Volkswagen Chairman Ferdinand Piech faces resistance within the automaker's supervisory board to his criticism of CEO Martin Winterkorn, deepening a leadership crisis at the automaker.
Piech publicly withdrew his confidence in Winterkorn on Friday but major VW power players including the powerful works council, the state of Lower Saxony and Piech's cousin, Wolfgang Porsche, rallied to Winterkorn's side over the weekend.
Piech told the German magazine Der Spiegel in an interview published Friday that he was keeping himself "at a distance" from the CEO and that Winterkorn will not succeed him as chairman.
Piech appears isolated after the works council, Lower Saxony and Wolfgang Porsche supported Winterkorn. Porsche, chairman of Porsche SE, which owns the majority of Volkswagen's common stock, described his cousin's comments as a "private opinion" that was not coordinated with the rest of the family. The state of Lower Saxony, where VW is based and which owns a fifth of VW's voting shares, as well as the carmaker's labor leader, issued statements backing Winterkorn.
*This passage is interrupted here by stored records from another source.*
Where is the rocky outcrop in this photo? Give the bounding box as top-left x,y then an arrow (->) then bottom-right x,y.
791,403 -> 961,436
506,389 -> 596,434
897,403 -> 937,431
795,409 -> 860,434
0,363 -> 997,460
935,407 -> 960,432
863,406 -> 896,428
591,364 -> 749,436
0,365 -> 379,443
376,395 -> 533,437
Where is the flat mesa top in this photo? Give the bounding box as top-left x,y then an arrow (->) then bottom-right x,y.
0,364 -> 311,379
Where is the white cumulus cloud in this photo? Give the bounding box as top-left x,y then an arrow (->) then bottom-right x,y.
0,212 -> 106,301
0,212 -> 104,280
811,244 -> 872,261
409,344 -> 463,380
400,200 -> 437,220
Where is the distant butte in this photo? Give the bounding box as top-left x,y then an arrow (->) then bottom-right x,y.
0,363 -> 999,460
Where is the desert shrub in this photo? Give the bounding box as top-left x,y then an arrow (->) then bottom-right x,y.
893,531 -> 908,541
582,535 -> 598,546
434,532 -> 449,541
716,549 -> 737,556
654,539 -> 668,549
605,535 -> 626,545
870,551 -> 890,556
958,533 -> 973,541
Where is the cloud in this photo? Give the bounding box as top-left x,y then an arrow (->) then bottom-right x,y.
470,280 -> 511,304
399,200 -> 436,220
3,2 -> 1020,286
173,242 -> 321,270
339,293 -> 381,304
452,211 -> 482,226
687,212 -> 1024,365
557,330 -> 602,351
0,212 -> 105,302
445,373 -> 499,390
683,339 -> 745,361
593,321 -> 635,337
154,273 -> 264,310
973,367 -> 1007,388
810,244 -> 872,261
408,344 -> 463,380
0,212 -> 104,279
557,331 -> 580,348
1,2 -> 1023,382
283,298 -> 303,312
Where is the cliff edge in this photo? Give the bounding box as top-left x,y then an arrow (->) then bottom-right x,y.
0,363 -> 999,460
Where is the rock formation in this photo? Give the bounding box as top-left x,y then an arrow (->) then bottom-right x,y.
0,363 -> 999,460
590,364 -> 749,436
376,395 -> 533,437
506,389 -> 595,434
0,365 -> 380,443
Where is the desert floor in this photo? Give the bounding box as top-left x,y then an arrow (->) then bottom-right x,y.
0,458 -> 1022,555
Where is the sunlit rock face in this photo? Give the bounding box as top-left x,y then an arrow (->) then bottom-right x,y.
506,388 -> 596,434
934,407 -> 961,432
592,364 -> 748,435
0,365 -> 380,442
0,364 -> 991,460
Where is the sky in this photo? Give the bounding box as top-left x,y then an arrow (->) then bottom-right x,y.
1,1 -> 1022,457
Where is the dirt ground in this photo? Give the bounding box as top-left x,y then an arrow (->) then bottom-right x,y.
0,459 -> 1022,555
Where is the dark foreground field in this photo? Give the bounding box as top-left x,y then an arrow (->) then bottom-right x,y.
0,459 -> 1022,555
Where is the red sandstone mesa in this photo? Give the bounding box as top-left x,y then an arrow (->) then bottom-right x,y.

Piech, 77, and Winterkorn, 67, have worked closely together for decades and Winterkorn has long been seen by insiders as Piech's successor as VW chairman. A senior labor representative said Piech had criticized Winterkorn at past board meetings, particularly with regard to the weak U.S. operations, according to Reuters. VW's $1 billion U.S. plant in Chattanooga has been underutilized for more than a year after demand dried up for the locally-built Passat sedan, a model that Winterkorn had personally lobbied for, a company source said.
Management succession
Equity researchers Evercore ISI said Piech may be setting the pace for management succession ahead of VW's annual meeting on May 5. "It will not be easy to shape a new management team VW after almost 35 years of Piech/Winterkorn," Evercore ISI said in an investors note.
Daniel Schwarz, a Frankfurt-based analyst at Commerzbank, said in a note that Winterkorn's position is "weaker" now, even if Piech can't muster the board votes to fire him.
The supervisory board's steering committee will meet this week to discuss the leadership crisis, a company source said, without being more specific.
Winterkorn, who has been at the helm of VW since 2007, let it be known on Saturday that he will fight for his job. The CEO feels emboldened by support from strong allies, two sources at VW told Reuters. He is determined to prove that his strategy will keep VW competitive in the long run, Bloomberg also reported, citing people familiar with his thinking.
Exactly how the power struggle will play out is dependent upon the 20-member supervisory board, which in Germany oversees company strategy and appoints top management.
Winterkorn has a powerful ally in works council chief Bernd Osterloh, who sits on the board. The 10 employee representatives on the board historically have voted as one block to maximize their power. The backing of worker representatives was crucial to Piech's ousting of previous CEO Bernd Pischetsrieder in 2006.
"We have a clear position which remains unchanged. With Dr. Winterkorn we have one of the most successful automotive managers on board," Osterloh said in a statement Friday. "If it was up to us, we would extend his contract beyond 2016," the statement said, adding that it was in the interests of Volkswagen to focus on its core business rather than questioning the company's leadership.
The state of Lower Saxony has two board seats. State Prime Minister Stephan Weil was "unpleasantly surprised" by the Spiegel report, state government spokesman Michael Juerdens said Saturday, declining to give further details on Lower Saxony's view of the matter.
"We appreciate the work of Chief Executive Officer Martin Winterkorn very much," Olaf Lies, the state's economy minister, told Germany's Bild am Sonntag newspaper. The public shareholder is taking "a very calm view" of Piech's announcement "in view of the majority powers on the supervisory board," Lies said.
Removing Winterkorn, whose term expires next year, would be difficult for Piech because doing so requires being able to show that the CEO has steered the carmaker in a direction that has greatly harmed it, according to the company's articles of incorporation. If workers and Lower Saxony team up to support Winterkorn, Piech would in any case not have enough votes to remove him under the complex voting rules required to do so.
The holding company Porsche Automobil SE, owned by the Porsche and Piech families, controls 51 percent of VW common stock. The Porsche family has two members on VW's supervisory board. Piech's side of the family has three seats. Piech has run the board since 2002 when he stepped up from his post as VW chief executive.
Taken together, the board backers who emerged for Winterkorn over the weekend would have a 14-seat majority and could easily prevent Piech from trying to remove the CEO.
The smooth transfer of VW's leadership to Winterkorn that many expected in 2017 now seems unlikely but Winterkorn is in a position of strength after bringing VW to the cusp of snatching the global sales crown from Toyota Motor -- a goal he may achieve as early as this year.